Models dont see images from Tool

Expectation:

AI get image via tool and process it.

Problem:

No matter what use, valid MCP what return type: image and base64 or http tool, AI dont see image, in MCP case model think its just big text input (base64), in case HTTP AI just try to explain image by file name.

Note:

When I use chat file input it works, If I use http call → AI Agent it works.
Automatically Passthrough Binary Images - Enabled.
I probably miss something, or dont understand concept of n8n tools.

Small example:

{“nodes”: [{“parameters”: {“options”: {“responseMode”: “lastNode”}},“type”: “/n8n-nodes-langchain.chatTrigger”,“typeVersion”: 1.4,“position”: [-480,0],“id”: “38f83655-0b3b-4f3c-a5e2-045f5b90d969”,“name”: “When chat message received”,“webhookId”: “6f52bc6f-425b-4db5-85e0-ba663a58e162”},{“parameters”: {“model”: “qwen3-vl:8b-instruct-q8_0”,“options”: {}},“type”: “/n8n-nodes-langchain.lmChatOllama”,“typeVersion”: 1,“position”: [192,208],“id”: “b7a1161b-3cf4-4bb9-b3f1-fb9922fd9f85”,“name”: “Ollama Chat Model”,“credentials”: {“ollamaApi”: {“id”: “xeemINQw4q4AcFoa”,“name”: “Ollama account”}}},{“parameters”: {“promptType”: “define”,“text”: “={{ $json.chatInput }}”,“options”: {“systemMessage”: “You are a helpful assistant.\nYour task is describe screenshot.”}},“type”: “/n8n-nodes-langchain.agent”,“typeVersion”: 3.1,“position”: [208,0],“id”: “61d457bf-c26f-4edf-a3ff-550b867b2f44”,“name”: “AI Agent”},{“parameters”: {“url”: “https://t3.ftcdn.net/jpg/06/16/17/72/360_F_616177256_CcgxcLB0b3hUrlgNCK00yZk5w7knoylQ.jpg”,“options”: {}},“type”: “n8n-nodes-base.httpRequestTool”,“typeVersion”: 4.4,“position”: [432,208],“id”: “84295353-e1e9-4089-9a83-e79560a6d235”,“name”: “HTTP Request”}],“connections”: {“When chat message received”: {“main”: [[{“node”: “AI Agent”,“type”: “main”,“index”: 0}]]},“Ollama Chat Model”: {“ai_languageModel”: [[{“node”: “AI Agent”,“type”: “ai_languageModel”,“index”: 0}]]},“HTTP Request”: {“ai_tool”: [[{“node”: “AI Agent”,“type”: “ai_tool”,“index”: 0}]]}},“pinData”: {},“meta”: {“templateCredsSetupCompleted”: true,“instanceId”: “993516b7db18233e8eeed92b17b97af6d64d1b58a1e7d5eb3ba1cc252972ea9a”}}
1 Like

Hi @solsay Welcome to the community!

The situation you are facing is a current limitation of n8n’s AI agent tools, agent tools only work with JSON/text, not binary, so the model never “sees” an actual image when it comes from a tool.
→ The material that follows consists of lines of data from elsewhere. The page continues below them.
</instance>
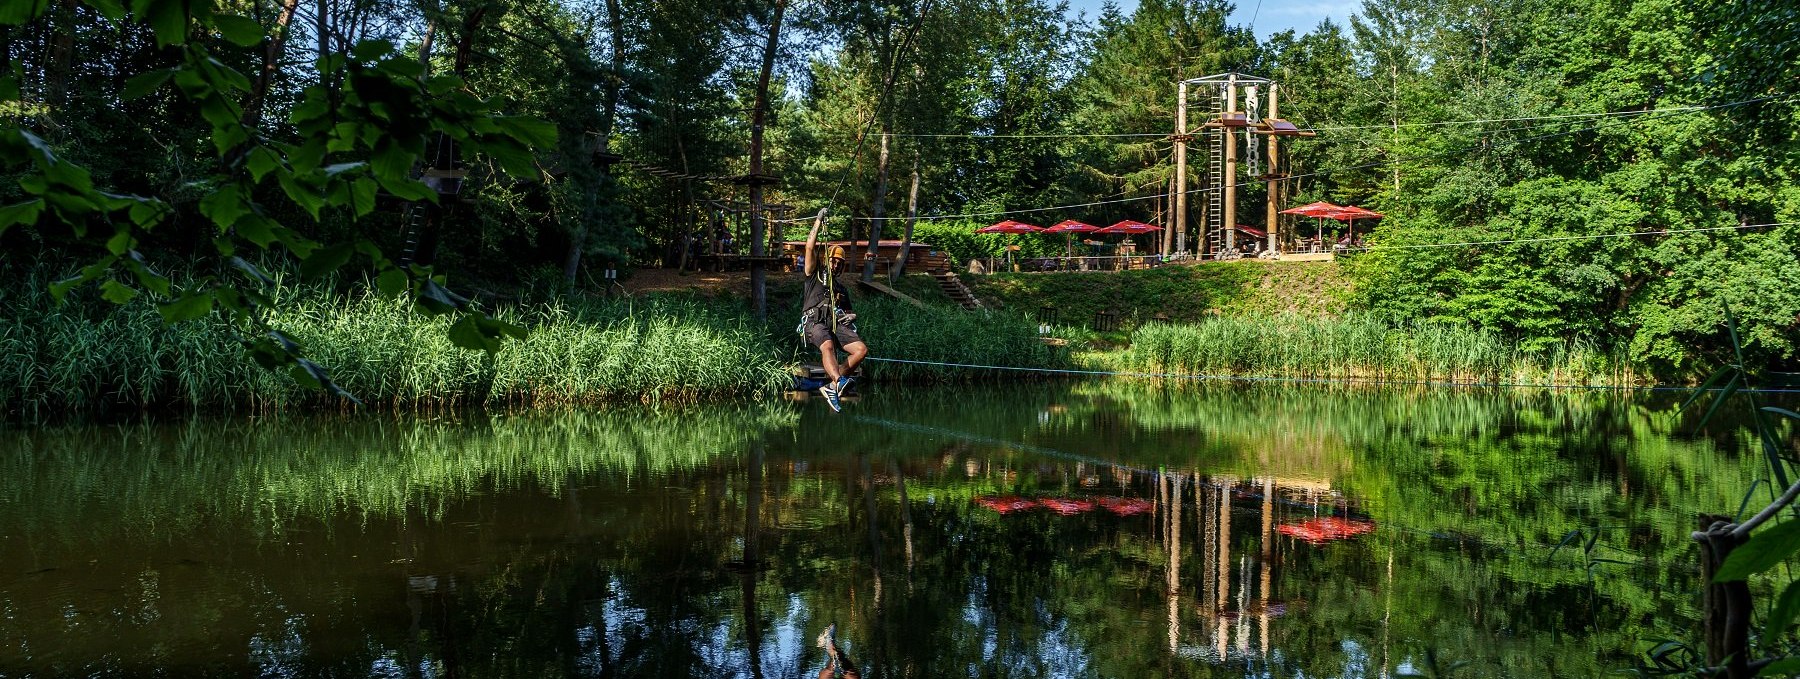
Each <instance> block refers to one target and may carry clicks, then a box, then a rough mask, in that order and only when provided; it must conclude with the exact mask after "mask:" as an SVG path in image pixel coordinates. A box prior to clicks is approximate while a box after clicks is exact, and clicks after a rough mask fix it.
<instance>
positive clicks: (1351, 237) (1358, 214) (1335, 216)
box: [1327, 205, 1386, 240]
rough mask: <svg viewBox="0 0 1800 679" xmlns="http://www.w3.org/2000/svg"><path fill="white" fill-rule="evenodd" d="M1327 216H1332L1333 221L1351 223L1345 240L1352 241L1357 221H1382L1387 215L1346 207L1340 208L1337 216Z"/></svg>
mask: <svg viewBox="0 0 1800 679" xmlns="http://www.w3.org/2000/svg"><path fill="white" fill-rule="evenodd" d="M1327 216H1330V218H1332V220H1337V222H1348V223H1350V231H1348V232H1345V238H1346V240H1350V238H1355V220H1381V218H1384V216H1386V214H1381V213H1375V211H1372V209H1363V207H1355V205H1345V207H1339V209H1337V213H1336V214H1327Z"/></svg>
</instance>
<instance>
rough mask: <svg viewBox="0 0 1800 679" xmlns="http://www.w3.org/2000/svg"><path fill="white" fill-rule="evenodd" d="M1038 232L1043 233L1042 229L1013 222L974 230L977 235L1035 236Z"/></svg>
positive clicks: (1028, 223)
mask: <svg viewBox="0 0 1800 679" xmlns="http://www.w3.org/2000/svg"><path fill="white" fill-rule="evenodd" d="M1039 231H1044V227H1033V225H1030V223H1024V222H1013V220H1006V222H999V223H994V225H986V227H981V229H976V232H977V234H1035V232H1039Z"/></svg>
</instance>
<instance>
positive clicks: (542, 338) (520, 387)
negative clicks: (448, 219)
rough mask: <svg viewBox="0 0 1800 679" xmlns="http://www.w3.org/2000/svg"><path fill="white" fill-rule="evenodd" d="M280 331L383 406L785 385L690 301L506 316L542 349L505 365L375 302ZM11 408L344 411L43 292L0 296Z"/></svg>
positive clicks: (189, 344)
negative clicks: (311, 410) (297, 339)
mask: <svg viewBox="0 0 1800 679" xmlns="http://www.w3.org/2000/svg"><path fill="white" fill-rule="evenodd" d="M288 297H290V299H288V301H286V303H284V304H283V306H281V312H279V313H277V315H275V317H274V319H272V321H274V324H275V326H277V328H281V330H283V331H288V333H290V335H293V337H295V339H299V340H301V342H302V344H304V346H306V351H308V355H310V357H311V358H313V360H317V362H320V364H322V366H328V367H329V369H331V371H333V373H331V375H333V378H335V380H337V382H338V384H340V385H344V387H346V389H347V391H349V393H351V394H356V396H358V398H360V400H364V402H365V403H371V405H383V407H448V405H495V403H500V405H553V403H601V402H691V400H702V398H718V396H740V394H745V396H747V394H756V393H770V391H774V389H779V387H781V385H783V384H785V380H787V376H785V375H783V367H785V360H781V351H779V348H778V344H776V342H772V340H770V335H769V331H767V330H765V326H763V324H758V322H752V321H751V319H749V317H747V315H745V313H742V312H734V310H729V308H722V306H718V304H716V303H707V301H702V299H689V297H671V299H637V301H580V303H544V304H527V306H518V308H513V310H506V312H502V313H500V315H502V317H506V319H508V321H513V322H520V324H526V326H529V328H531V330H533V333H531V337H529V339H526V340H520V342H509V344H508V346H506V349H502V351H500V353H499V355H486V353H482V351H466V349H459V348H455V346H452V344H450V340H448V339H446V335H445V331H446V328H448V322H450V319H445V317H427V315H421V313H416V312H412V310H410V308H409V306H407V303H403V301H394V299H385V297H380V295H374V294H362V295H328V294H290V295H288ZM0 405H4V409H5V412H9V414H11V416H22V418H29V420H43V418H54V416H59V414H81V412H99V411H108V409H146V407H158V409H162V407H175V409H209V411H279V409H288V407H344V405H346V402H342V400H337V398H333V396H326V394H322V393H319V391H310V389H304V387H301V385H297V384H295V382H293V380H292V378H288V375H284V373H279V371H266V369H261V367H257V366H256V364H254V362H250V360H248V358H247V357H245V355H243V351H241V349H239V342H238V339H236V333H234V330H232V328H230V326H229V324H225V322H221V321H218V319H203V321H194V322H184V324H176V326H169V324H164V322H162V319H160V315H157V310H155V308H153V306H151V304H149V303H140V301H135V303H130V304H124V306H112V304H106V303H101V301H94V299H74V301H70V303H68V304H63V306H56V304H54V303H52V301H50V299H49V295H47V294H45V292H43V286H41V285H20V286H11V288H9V290H7V292H4V294H0Z"/></svg>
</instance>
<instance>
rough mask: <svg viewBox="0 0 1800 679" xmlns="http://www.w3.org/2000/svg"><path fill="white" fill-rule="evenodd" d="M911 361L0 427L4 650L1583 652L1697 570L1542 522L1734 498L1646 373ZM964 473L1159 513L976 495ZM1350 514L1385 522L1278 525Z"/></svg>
mask: <svg viewBox="0 0 1800 679" xmlns="http://www.w3.org/2000/svg"><path fill="white" fill-rule="evenodd" d="M914 396H916V394H913V393H893V391H889V393H880V391H873V393H871V394H869V396H866V398H864V400H862V402H860V403H857V409H855V411H851V412H866V416H864V420H853V418H851V412H846V414H844V416H833V418H824V416H821V414H823V412H814V411H803V414H801V421H799V423H797V427H796V423H794V421H792V414H790V412H788V411H779V409H770V411H763V409H749V411H724V412H706V411H686V412H677V414H662V416H643V414H639V412H628V411H610V412H569V414H558V416H529V418H481V420H477V421H473V423H407V425H401V423H392V421H360V420H351V421H333V420H326V423H328V425H326V427H320V421H313V420H301V421H283V423H265V425H259V427H254V429H252V427H218V429H200V427H176V429H157V427H126V429H122V430H115V432H110V434H101V432H92V430H90V432H70V436H65V438H58V436H50V434H23V432H7V434H0V436H5V439H4V441H5V443H0V447H11V448H18V450H27V452H29V454H18V456H9V457H0V472H4V477H0V499H4V501H5V502H7V504H5V510H4V513H0V528H4V530H0V535H4V537H0V558H4V560H5V562H9V564H29V566H23V567H18V569H14V571H13V573H25V575H0V609H4V611H7V612H9V616H11V618H7V616H0V672H11V670H14V668H18V666H11V665H5V663H7V661H5V657H20V656H9V654H11V652H13V650H16V648H23V647H31V648H63V657H83V659H94V661H92V663H88V665H67V666H65V665H56V666H50V665H25V668H27V670H36V672H43V674H85V672H86V670H95V672H103V674H104V668H108V666H110V668H113V670H112V672H113V674H135V672H133V670H135V668H148V666H153V665H155V666H194V665H191V663H202V659H205V661H203V663H202V665H198V670H212V672H216V674H248V672H254V670H257V668H263V666H266V665H270V663H284V666H290V668H297V672H301V674H371V672H373V670H371V668H376V666H389V665H391V666H398V668H403V670H407V672H414V674H419V672H425V670H419V668H430V672H434V674H448V672H455V674H461V675H520V674H531V675H619V677H625V675H650V677H657V675H682V677H688V675H709V677H713V675H718V677H752V675H758V674H760V675H767V677H790V675H799V674H801V672H805V670H815V668H817V666H819V661H821V657H819V654H817V650H815V648H812V638H814V636H815V634H817V632H819V630H821V629H823V627H824V625H826V623H828V621H837V623H839V625H841V630H842V634H841V636H842V638H844V643H846V647H848V648H850V650H851V654H853V656H855V657H857V659H859V661H860V663H862V668H864V675H868V677H900V675H914V677H936V675H967V674H968V672H970V668H976V670H977V674H981V675H995V677H1026V675H1107V677H1141V675H1175V677H1179V675H1244V674H1269V675H1296V674H1305V675H1381V674H1382V672H1393V670H1397V668H1400V666H1406V665H1411V666H1418V665H1422V663H1424V657H1426V652H1427V650H1429V652H1433V654H1435V656H1436V657H1447V659H1467V661H1471V663H1472V666H1471V670H1469V674H1471V675H1499V674H1508V675H1593V674H1602V670H1604V668H1607V666H1616V665H1622V661H1620V657H1622V656H1625V654H1629V652H1631V650H1633V645H1634V641H1636V639H1640V638H1647V636H1654V634H1658V632H1656V630H1651V629H1647V625H1645V623H1643V620H1660V621H1665V623H1658V625H1681V623H1683V620H1687V618H1690V616H1692V614H1694V611H1692V605H1690V603H1688V602H1687V598H1685V596H1683V594H1681V593H1685V591H1690V589H1692V585H1694V584H1692V573H1685V571H1681V569H1663V567H1654V566H1652V567H1604V569H1600V571H1597V576H1595V584H1593V589H1591V591H1589V585H1588V578H1586V573H1584V571H1582V567H1580V564H1579V560H1571V555H1570V553H1568V551H1564V553H1562V555H1559V558H1557V560H1553V562H1552V560H1548V558H1546V557H1548V544H1553V542H1555V540H1557V539H1561V533H1562V531H1566V530H1573V528H1591V526H1604V524H1629V526H1633V528H1631V530H1618V531H1611V533H1607V539H1606V540H1604V544H1609V546H1615V548H1616V549H1622V551H1627V553H1629V555H1633V557H1643V558H1647V560H1649V562H1651V564H1658V562H1661V564H1685V560H1681V558H1679V557H1681V549H1683V548H1685V546H1683V539H1681V535H1685V526H1687V522H1688V521H1687V512H1685V508H1687V506H1692V504H1706V506H1732V504H1733V502H1735V499H1737V493H1733V490H1730V488H1728V486H1732V484H1739V488H1741V486H1742V484H1741V483H1742V481H1741V479H1746V477H1748V475H1750V474H1751V472H1753V468H1750V470H1746V465H1753V463H1746V465H1739V463H1737V461H1735V459H1730V457H1721V456H1717V454H1714V452H1712V448H1710V447H1708V445H1706V443H1705V441H1679V439H1674V438H1670V436H1669V429H1670V425H1669V418H1667V416H1665V414H1663V407H1661V405H1658V403H1647V402H1640V400H1616V398H1609V396H1607V398H1600V396H1593V394H1528V396H1517V394H1514V396H1508V394H1498V393H1449V394H1445V393H1426V394H1422V393H1417V391H1400V393H1390V391H1337V389H1296V387H1285V389H1260V387H1258V389H1237V387H1233V389H1215V387H1204V389H1197V391H1172V389H1159V387H1154V385H1121V384H1114V385H1109V387H1105V389H1096V387H1093V385H1087V384H1040V385H1028V387H1022V389H997V391H994V393H967V394H961V398H958V400H954V402H956V403H954V405H947V402H952V400H945V398H914ZM1051 405H1053V407H1051ZM877 418H880V420H884V421H896V423H911V425H918V427H913V429H905V427H898V429H896V427H884V425H878V423H875V421H873V420H877ZM1264 434H1267V436H1264ZM1157 470H1161V474H1157ZM1721 486H1726V488H1721ZM985 493H1022V495H1031V497H1040V495H1058V497H1060V495H1076V497H1084V495H1085V497H1093V495H1129V497H1145V499H1154V501H1156V506H1157V510H1156V513H1154V515H1136V517H1114V515H1109V513H1103V512H1100V510H1096V512H1091V513H1084V515H1073V517H1060V515H1051V513H1049V512H1026V513H1015V515H1004V517H1001V515H997V513H994V512H988V510H981V508H977V506H974V504H972V502H970V497H976V495H985ZM1343 510H1352V512H1361V513H1366V515H1370V517H1373V519H1375V521H1377V524H1379V526H1381V530H1379V531H1377V533H1372V535H1364V537H1361V539H1355V540H1346V542H1336V544H1328V546H1321V548H1314V546H1307V544H1303V542H1298V540H1292V539H1287V537H1282V535H1278V533H1274V526H1276V524H1282V522H1289V521H1301V519H1309V517H1314V515H1318V513H1332V512H1343ZM72 526H79V528H72ZM81 530H85V531H94V533H95V537H97V539H94V540H86V539H77V533H79V531H81ZM101 542H104V544H106V548H104V553H103V555H104V558H97V564H94V566H88V567H79V569H77V567H74V566H72V564H77V562H79V564H85V562H88V560H90V558H95V555H97V553H99V551H97V548H95V544H101ZM1615 557H1624V555H1615ZM47 567H49V569H52V571H41V569H47ZM31 571H40V573H31ZM43 593H49V594H43ZM67 611H74V612H67ZM65 616H72V618H65ZM63 620H74V621H76V623H77V625H76V627H67V625H63ZM101 620H106V621H112V623H110V625H106V632H104V634H103V632H97V627H99V625H90V627H81V625H79V623H88V621H95V623H97V621H101ZM47 621H54V623H47ZM72 630H74V632H72ZM90 630H95V632H90ZM247 648H254V652H247ZM1597 656H1598V659H1597ZM18 663H27V661H18ZM31 663H38V661H31ZM43 663H49V661H43ZM221 663H223V665H221ZM383 663H385V665H383Z"/></svg>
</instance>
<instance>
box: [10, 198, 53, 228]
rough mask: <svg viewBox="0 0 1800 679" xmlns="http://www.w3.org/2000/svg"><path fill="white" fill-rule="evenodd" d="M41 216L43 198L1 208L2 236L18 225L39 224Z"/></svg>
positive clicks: (13, 204) (31, 200)
mask: <svg viewBox="0 0 1800 679" xmlns="http://www.w3.org/2000/svg"><path fill="white" fill-rule="evenodd" d="M40 214H43V198H32V200H27V202H22V204H13V205H5V207H0V234H5V231H7V229H9V227H13V225H16V223H38V216H40Z"/></svg>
Possible workaround is Using HTTP node connected before AI agent and get your file downloaded from that and in the AI agent enable Automatically Passthrough Binary Images = ON so the AI agent would be able to see the image.

2 Likes

Yeah this is just how the tool system works right now, tools return text/JSON to the agent and the model tries to interpret that as if it were the actual content which obviously doesn’t work for images. The passthrough binary option only works when the image is already in the input data flowing into the agent node, not when a tool fetches it during execution.

What you need to do is flip your approach, have the HTTP node fetch the image before the agent runs and pass it in as binary data on the main input rather than trying to have the agent call a tool to get it. If you need the agent to decide which image to fetch based on conversation that’s trickier, you’d basically need to do a two-step thing where first the agent outputs what URL it wants and then a second execution actually fetches and analyzes it, but for most use cases just fetching the image upfront and letting the agent describe what it sees works fine.

1 Like